Apart from the tightly regulated balance between cell cycle and differentiation, the authors found a pronounced level of heterogeneity within the P-mix cell population with respect to the cells’ lineage potential, their clonal expansion, and their transcriptional variability. Also, the supporting mathematical model is essentially built on the assumption of intrinsic cellular heterogeneity. These findings support Connie Eaves’s general perception that heterogeneity is a fundamental principle in hematopoiesis, essential for the functionality of blood formation and robustly re-established over time.^7,8 The question remains whether there is even a broader concept of stemness or multilineage potential, which is not the primary property of an individual cell but rather a systemic property of a heterogeneous cell population.⁹ From a conceptual perspective this notion better reflects different and potentially contrasting properties of stem cells (such as the defining dualism between self-renewal and differentiation) and their potential to respond to multiple environmental cues simultaneously. Revealing the origin of this robust heterogeneity in hematopoietic stem and progenitor populations is a quest for the coming decade.

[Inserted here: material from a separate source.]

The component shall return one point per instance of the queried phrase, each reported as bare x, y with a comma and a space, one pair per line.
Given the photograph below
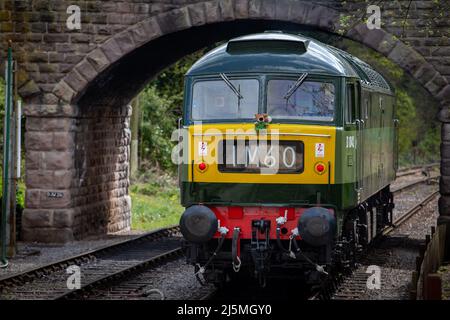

It was Connie Eaves’s aim “to establish models that will accommodate such pluralistic features of HSCs and their control mechanisms.”⁸ The work by Wang et al is one of the last projects developed under her guidance and has succeeded in progressing along those lines. It stands as one of her legacies and is a remarkable conclusion to a life dedicated to advancements in hematology.

Conflict-of-interest disclosure: The authors declare no competing financial interests.